Well that was different.

I'm not sure what I was expecting.  I'm not sure what I got.


----------



## Pickman's model (Oct 8, 2015)

try it again


----------



## Shippou-Sensei (Oct 10, 2015)

Anyone else given it a go?


----------



## DotCommunist (Oct 10, 2015)

this may seem rude of me but can I have a clue as to wtf you are talking about and a link to it if its a game I might enjoy brer


----------



## Shippou-Sensei (Oct 10, 2015)

It is a game. I can't really  describe it. Tryiong to describe it   kinda  doesn't work.

By the same guy who did the stanley parable

The Beginner's Guide on Steam


----------



## Cid (Oct 12, 2015)

Yeah, I enjoyed it. It's another meta-game game. About 1.5 hours, uses Source... Interesting level design, nothing difficult about it (physically anyway). 



Spoiler



It seems to be something of a self-examination, for Wreden and the player. It's about endings I think, about what we expect from them, about how his intentions can be manipulated by those expectations.
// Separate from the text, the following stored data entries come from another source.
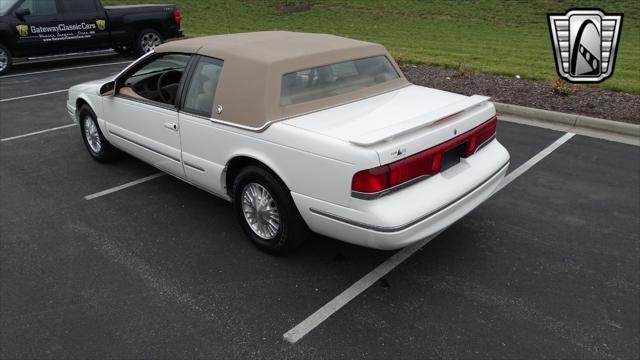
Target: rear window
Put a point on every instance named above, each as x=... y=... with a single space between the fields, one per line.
x=335 y=79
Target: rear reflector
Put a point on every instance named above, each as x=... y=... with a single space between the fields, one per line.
x=425 y=163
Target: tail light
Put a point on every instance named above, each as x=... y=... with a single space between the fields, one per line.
x=177 y=16
x=425 y=163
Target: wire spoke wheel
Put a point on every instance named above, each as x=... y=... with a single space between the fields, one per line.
x=260 y=211
x=91 y=134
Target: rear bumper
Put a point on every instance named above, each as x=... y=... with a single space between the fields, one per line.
x=414 y=213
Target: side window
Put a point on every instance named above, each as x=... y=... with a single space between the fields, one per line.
x=202 y=88
x=157 y=80
x=40 y=7
x=75 y=6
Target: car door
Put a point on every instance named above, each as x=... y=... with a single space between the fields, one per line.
x=87 y=25
x=37 y=33
x=203 y=139
x=142 y=118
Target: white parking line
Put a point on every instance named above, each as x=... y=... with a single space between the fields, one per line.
x=37 y=132
x=534 y=160
x=34 y=95
x=63 y=69
x=123 y=186
x=307 y=325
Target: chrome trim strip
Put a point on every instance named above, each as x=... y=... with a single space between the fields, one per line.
x=194 y=167
x=379 y=194
x=410 y=223
x=485 y=143
x=144 y=147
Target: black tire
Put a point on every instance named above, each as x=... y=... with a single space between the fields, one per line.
x=292 y=230
x=145 y=35
x=105 y=152
x=6 y=60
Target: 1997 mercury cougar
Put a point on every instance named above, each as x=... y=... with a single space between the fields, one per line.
x=300 y=132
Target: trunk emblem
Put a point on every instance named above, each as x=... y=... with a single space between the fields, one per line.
x=399 y=152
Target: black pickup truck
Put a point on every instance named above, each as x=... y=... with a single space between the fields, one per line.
x=33 y=28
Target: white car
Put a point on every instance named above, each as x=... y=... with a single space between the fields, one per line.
x=301 y=132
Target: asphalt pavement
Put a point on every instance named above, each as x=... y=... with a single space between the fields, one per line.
x=548 y=267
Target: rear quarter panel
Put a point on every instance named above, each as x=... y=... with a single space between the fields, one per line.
x=314 y=165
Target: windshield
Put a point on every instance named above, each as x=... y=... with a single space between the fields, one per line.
x=5 y=5
x=335 y=79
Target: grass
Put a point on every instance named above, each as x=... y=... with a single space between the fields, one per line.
x=491 y=36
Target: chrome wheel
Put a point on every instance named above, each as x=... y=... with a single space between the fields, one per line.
x=260 y=211
x=4 y=60
x=91 y=134
x=149 y=41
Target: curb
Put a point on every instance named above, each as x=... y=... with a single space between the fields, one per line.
x=573 y=120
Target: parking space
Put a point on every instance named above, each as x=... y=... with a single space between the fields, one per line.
x=549 y=265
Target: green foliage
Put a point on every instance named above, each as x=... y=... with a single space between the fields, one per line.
x=490 y=36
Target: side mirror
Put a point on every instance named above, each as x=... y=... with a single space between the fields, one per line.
x=108 y=89
x=21 y=13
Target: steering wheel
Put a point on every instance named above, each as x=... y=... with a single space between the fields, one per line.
x=168 y=92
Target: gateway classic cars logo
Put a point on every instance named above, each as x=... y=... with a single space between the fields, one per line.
x=23 y=30
x=585 y=42
x=101 y=24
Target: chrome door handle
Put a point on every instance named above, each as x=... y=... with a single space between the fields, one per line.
x=171 y=126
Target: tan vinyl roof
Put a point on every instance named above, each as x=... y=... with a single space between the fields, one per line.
x=254 y=63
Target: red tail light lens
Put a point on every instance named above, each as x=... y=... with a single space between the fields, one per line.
x=177 y=16
x=425 y=163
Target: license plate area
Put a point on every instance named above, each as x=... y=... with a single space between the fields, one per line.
x=451 y=158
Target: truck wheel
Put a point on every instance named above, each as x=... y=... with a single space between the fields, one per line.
x=98 y=146
x=6 y=60
x=148 y=39
x=266 y=211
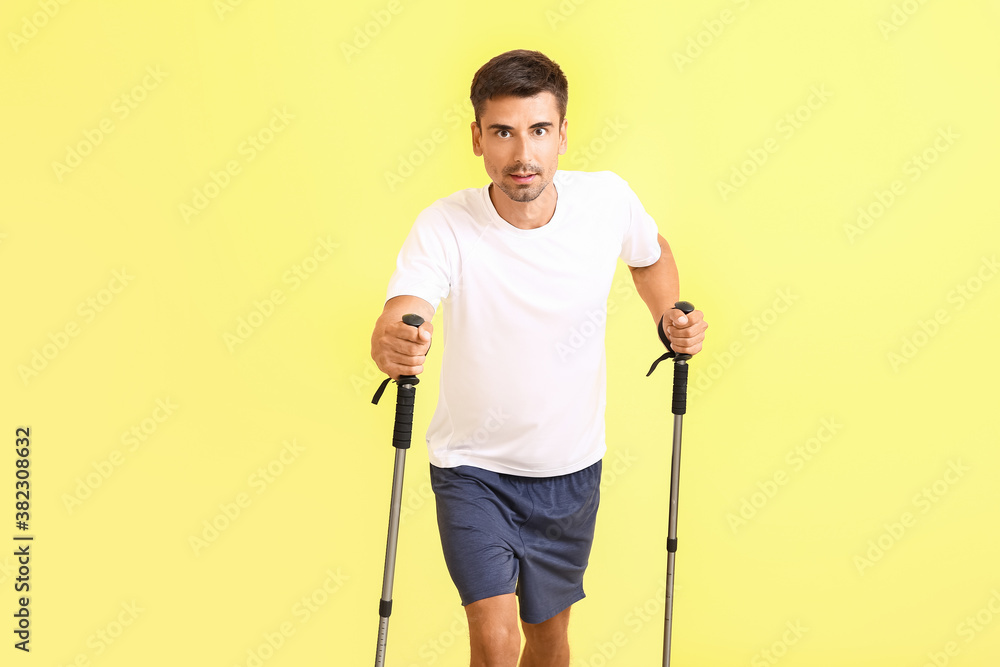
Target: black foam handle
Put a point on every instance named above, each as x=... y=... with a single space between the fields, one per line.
x=679 y=406
x=413 y=319
x=403 y=428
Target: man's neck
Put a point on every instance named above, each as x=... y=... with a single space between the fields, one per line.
x=526 y=215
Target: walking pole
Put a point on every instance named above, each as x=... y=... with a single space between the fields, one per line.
x=678 y=407
x=405 y=394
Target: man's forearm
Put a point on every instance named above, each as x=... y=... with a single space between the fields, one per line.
x=658 y=284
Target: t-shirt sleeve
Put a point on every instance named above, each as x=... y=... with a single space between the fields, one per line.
x=422 y=266
x=640 y=245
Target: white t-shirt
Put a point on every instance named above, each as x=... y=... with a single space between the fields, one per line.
x=523 y=378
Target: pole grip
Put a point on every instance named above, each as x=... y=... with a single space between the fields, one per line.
x=679 y=405
x=403 y=428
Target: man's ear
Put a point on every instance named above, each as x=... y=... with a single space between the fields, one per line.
x=477 y=136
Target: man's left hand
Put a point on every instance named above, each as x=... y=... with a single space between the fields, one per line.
x=685 y=332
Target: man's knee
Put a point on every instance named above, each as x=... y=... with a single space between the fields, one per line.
x=493 y=630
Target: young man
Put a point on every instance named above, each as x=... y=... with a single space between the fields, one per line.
x=523 y=267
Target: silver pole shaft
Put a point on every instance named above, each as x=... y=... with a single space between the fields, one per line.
x=390 y=551
x=675 y=474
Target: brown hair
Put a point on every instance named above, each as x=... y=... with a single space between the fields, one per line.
x=520 y=73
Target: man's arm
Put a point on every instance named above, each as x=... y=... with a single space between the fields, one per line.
x=397 y=348
x=659 y=287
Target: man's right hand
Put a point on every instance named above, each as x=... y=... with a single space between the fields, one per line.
x=398 y=348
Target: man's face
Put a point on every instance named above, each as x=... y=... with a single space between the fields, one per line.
x=520 y=136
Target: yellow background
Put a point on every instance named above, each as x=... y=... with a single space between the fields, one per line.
x=352 y=107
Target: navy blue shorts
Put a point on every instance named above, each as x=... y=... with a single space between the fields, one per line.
x=509 y=534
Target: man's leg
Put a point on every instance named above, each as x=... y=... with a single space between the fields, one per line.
x=546 y=644
x=493 y=632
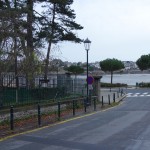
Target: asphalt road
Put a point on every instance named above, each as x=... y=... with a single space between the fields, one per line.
x=125 y=127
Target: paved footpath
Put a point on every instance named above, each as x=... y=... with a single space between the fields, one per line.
x=125 y=127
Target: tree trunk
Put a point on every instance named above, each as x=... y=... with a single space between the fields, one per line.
x=50 y=42
x=30 y=48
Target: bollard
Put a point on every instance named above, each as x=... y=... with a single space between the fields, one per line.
x=94 y=104
x=109 y=99
x=11 y=118
x=39 y=115
x=114 y=97
x=58 y=110
x=73 y=103
x=102 y=101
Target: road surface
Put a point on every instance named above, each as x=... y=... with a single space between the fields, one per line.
x=125 y=127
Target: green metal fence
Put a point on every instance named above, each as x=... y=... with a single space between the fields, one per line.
x=53 y=90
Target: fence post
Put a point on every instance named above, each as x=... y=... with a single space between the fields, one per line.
x=85 y=103
x=58 y=110
x=109 y=99
x=102 y=101
x=39 y=115
x=11 y=118
x=114 y=97
x=94 y=104
x=73 y=107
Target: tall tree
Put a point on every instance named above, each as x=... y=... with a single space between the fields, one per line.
x=111 y=65
x=58 y=25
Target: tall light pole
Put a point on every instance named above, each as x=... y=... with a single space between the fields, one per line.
x=87 y=44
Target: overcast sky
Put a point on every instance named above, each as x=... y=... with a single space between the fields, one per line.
x=117 y=28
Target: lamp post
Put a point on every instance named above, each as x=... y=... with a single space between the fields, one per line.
x=87 y=44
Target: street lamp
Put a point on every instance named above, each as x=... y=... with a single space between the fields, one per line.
x=87 y=44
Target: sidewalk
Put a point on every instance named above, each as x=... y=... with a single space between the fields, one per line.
x=113 y=93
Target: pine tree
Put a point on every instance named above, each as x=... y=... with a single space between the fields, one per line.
x=58 y=25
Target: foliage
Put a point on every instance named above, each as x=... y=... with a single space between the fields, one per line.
x=111 y=65
x=75 y=69
x=57 y=24
x=143 y=62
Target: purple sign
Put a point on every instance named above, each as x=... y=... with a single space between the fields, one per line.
x=90 y=80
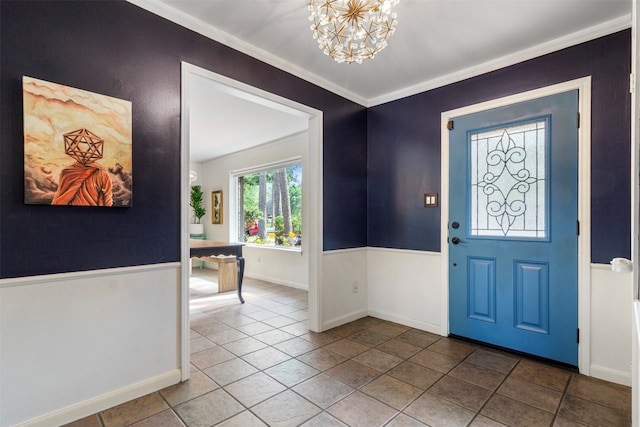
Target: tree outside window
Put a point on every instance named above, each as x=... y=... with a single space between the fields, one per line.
x=270 y=207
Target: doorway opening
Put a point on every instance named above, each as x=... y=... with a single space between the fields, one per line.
x=312 y=186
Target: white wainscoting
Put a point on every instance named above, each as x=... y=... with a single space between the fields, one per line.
x=338 y=303
x=76 y=343
x=404 y=287
x=611 y=317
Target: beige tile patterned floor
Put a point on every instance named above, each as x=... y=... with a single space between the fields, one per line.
x=256 y=364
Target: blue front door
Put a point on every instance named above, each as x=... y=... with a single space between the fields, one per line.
x=513 y=244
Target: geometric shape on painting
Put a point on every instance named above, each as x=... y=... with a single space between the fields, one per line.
x=481 y=289
x=83 y=145
x=507 y=179
x=94 y=130
x=532 y=296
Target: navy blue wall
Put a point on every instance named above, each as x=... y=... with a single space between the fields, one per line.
x=404 y=145
x=120 y=50
x=377 y=163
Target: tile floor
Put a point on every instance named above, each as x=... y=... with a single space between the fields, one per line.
x=257 y=364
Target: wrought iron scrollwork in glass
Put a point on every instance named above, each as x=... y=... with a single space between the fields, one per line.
x=507 y=179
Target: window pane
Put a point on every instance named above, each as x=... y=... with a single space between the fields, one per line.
x=507 y=181
x=270 y=207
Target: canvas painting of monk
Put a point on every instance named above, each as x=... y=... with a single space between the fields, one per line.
x=77 y=146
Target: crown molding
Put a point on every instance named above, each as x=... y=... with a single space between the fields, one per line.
x=200 y=27
x=569 y=40
x=227 y=39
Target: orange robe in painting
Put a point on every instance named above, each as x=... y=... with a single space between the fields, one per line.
x=84 y=185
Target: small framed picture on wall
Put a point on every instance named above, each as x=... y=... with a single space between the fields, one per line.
x=216 y=207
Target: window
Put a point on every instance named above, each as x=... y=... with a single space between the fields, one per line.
x=269 y=203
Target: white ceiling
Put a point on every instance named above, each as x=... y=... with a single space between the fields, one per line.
x=436 y=42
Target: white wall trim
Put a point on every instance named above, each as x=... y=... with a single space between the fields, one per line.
x=611 y=375
x=234 y=42
x=312 y=186
x=569 y=40
x=407 y=251
x=583 y=85
x=341 y=320
x=393 y=317
x=107 y=272
x=276 y=281
x=107 y=400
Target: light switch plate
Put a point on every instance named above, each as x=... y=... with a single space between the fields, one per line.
x=431 y=200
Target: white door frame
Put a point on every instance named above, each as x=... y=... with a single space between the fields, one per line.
x=312 y=221
x=583 y=85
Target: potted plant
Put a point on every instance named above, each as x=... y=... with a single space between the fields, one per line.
x=197 y=204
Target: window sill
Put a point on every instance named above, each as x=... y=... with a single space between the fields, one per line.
x=274 y=248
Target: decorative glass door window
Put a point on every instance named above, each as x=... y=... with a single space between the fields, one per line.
x=508 y=167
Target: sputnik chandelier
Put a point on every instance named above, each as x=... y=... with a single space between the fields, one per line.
x=352 y=30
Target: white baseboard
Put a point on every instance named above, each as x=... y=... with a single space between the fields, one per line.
x=423 y=326
x=341 y=320
x=106 y=401
x=611 y=375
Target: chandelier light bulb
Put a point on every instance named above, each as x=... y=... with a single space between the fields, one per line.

His 'friend' is called coda after all... Perhaps about him repressing that side of him, therefore ultimately about our violation of his work. On a simple level I liked the kind of analyses of our activities in games; the cleaning as either a kind of domestic bliss or a repetitive prison. A lot of it is about prisons.



Altogether a very solid second game.


----------



## Epona (Oct 13, 2015)

Nate played it and found it really upsetting (he actually cried).  He says he'll get around to doing a review on Steam at some point.

He says it's not as good as The Stanley Parable.


----------